A Walk Down the Street (Part 15)

You remember we ended our last walk up Route US1 at my old home away from home, the Army Reserve Center.

Today we continue going north through a short residential area, and then we see on the right two odd looking sculptures, flanked by entrances to what looks to be a small, new shopping center with a Starbucks and a Whole Foods.

But, surprise. When you drive into (or in my case, walk into) the Center, you find you are in a different world that you had no idea existed. There are shops and restaurants and playgrounds and apartments, all looking very inviting and comfortable.

Sorry, no pictures of the many midrise apartments. But I do have a picture of the big Blue Bear that stands near the splash fountain.

And then there is something even more intriguing near the front entrances. Here it is:

It’s an airplane perched on top of an old ice house.
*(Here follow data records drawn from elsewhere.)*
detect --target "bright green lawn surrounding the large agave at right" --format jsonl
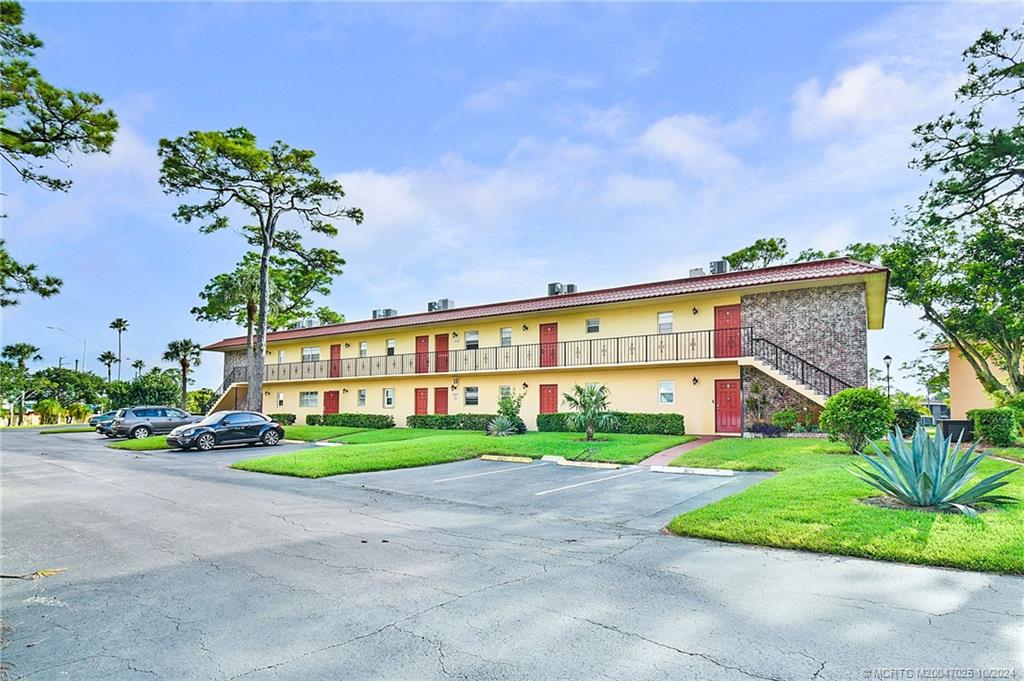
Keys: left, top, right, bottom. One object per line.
{"left": 669, "top": 439, "right": 1024, "bottom": 573}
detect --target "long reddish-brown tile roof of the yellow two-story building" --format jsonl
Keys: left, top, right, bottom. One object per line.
{"left": 203, "top": 258, "right": 887, "bottom": 350}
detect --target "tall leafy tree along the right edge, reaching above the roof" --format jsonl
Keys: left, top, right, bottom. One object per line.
{"left": 882, "top": 22, "right": 1024, "bottom": 395}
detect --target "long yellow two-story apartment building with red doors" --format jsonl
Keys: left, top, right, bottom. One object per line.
{"left": 204, "top": 258, "right": 888, "bottom": 434}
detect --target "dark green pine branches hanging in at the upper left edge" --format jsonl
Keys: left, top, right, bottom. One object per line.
{"left": 0, "top": 0, "right": 118, "bottom": 307}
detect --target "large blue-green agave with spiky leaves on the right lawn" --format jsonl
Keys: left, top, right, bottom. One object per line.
{"left": 850, "top": 425, "right": 1018, "bottom": 516}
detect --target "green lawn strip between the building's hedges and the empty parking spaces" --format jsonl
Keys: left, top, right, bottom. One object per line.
{"left": 232, "top": 429, "right": 694, "bottom": 477}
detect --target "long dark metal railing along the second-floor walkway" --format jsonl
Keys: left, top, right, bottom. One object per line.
{"left": 251, "top": 328, "right": 752, "bottom": 381}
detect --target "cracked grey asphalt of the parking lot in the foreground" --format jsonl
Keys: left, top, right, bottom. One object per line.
{"left": 0, "top": 431, "right": 1024, "bottom": 681}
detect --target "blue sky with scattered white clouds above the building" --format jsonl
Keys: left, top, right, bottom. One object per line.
{"left": 3, "top": 3, "right": 1020, "bottom": 387}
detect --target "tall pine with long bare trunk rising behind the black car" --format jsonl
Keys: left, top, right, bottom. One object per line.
{"left": 160, "top": 128, "right": 362, "bottom": 411}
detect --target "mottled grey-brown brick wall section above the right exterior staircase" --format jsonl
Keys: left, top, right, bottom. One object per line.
{"left": 740, "top": 284, "right": 867, "bottom": 385}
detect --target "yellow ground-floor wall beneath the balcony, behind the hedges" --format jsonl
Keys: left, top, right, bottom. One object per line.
{"left": 254, "top": 363, "right": 739, "bottom": 433}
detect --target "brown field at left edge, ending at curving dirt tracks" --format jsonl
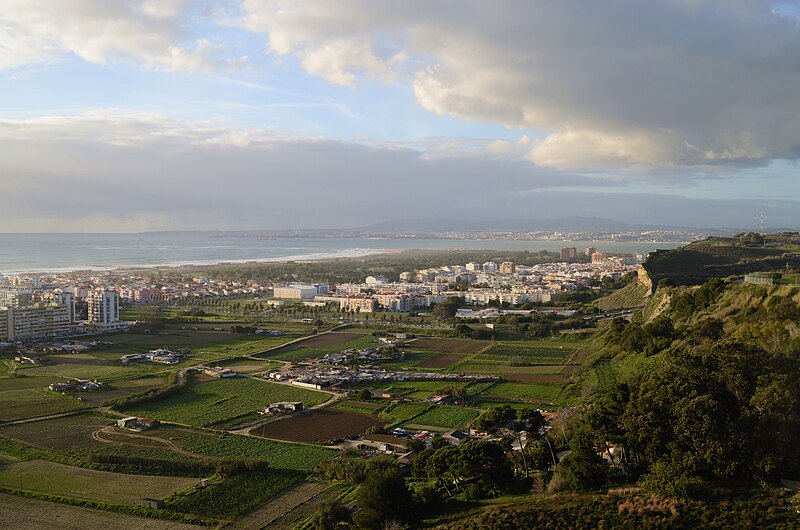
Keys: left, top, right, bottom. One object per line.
{"left": 0, "top": 413, "right": 113, "bottom": 451}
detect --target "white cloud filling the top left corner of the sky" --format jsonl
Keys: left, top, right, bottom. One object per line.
{"left": 0, "top": 0, "right": 243, "bottom": 72}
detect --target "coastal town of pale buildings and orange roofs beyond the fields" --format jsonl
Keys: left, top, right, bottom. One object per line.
{"left": 0, "top": 247, "right": 643, "bottom": 343}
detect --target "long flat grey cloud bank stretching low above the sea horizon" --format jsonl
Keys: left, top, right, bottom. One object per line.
{"left": 0, "top": 109, "right": 613, "bottom": 231}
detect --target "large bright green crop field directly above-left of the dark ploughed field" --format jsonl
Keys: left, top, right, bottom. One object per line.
{"left": 124, "top": 377, "right": 329, "bottom": 426}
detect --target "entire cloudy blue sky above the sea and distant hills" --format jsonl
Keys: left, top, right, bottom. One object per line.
{"left": 0, "top": 0, "right": 800, "bottom": 232}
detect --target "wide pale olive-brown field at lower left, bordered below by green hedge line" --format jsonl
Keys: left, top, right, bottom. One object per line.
{"left": 0, "top": 460, "right": 197, "bottom": 504}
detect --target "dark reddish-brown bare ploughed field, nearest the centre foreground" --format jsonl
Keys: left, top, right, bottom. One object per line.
{"left": 252, "top": 409, "right": 386, "bottom": 442}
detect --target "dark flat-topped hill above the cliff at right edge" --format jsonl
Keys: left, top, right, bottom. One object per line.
{"left": 642, "top": 232, "right": 800, "bottom": 286}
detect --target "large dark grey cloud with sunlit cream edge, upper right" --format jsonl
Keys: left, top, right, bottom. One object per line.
{"left": 242, "top": 0, "right": 800, "bottom": 172}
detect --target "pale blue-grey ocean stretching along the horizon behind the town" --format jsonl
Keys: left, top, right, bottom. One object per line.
{"left": 0, "top": 232, "right": 678, "bottom": 274}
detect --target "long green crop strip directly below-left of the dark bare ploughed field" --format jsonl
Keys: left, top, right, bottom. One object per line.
{"left": 142, "top": 425, "right": 336, "bottom": 471}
We learn that ice house, which goes 25 feet below the surface, was built by the Calvert family in 1860. And we learn that the land on which this center now sits was part of the Calverts’ farm, MacAlpine.

But what about the airplane? Well, it turns out that there was at least one interim owner betweem the Calvert time and time present. We learn that this land was the site of the Energy Research Corporation, founded in the 1930s by Henry Berliner to build small single engine airplanes and which then became an important military parts contractor during World War II. In addition to the workspace, there was a large development of publically owned housing units to serve ERCO employees and University of Maryland students on the GI bill. Built as temporary housing, it was all torn down in the 1950s. I don’t know what was happening on this site between the ERCO demolition and the construction of the current shops and instructions.

Continuing north, we see middle class housing, and then we get to College Park.

And then the commercial development begins anew.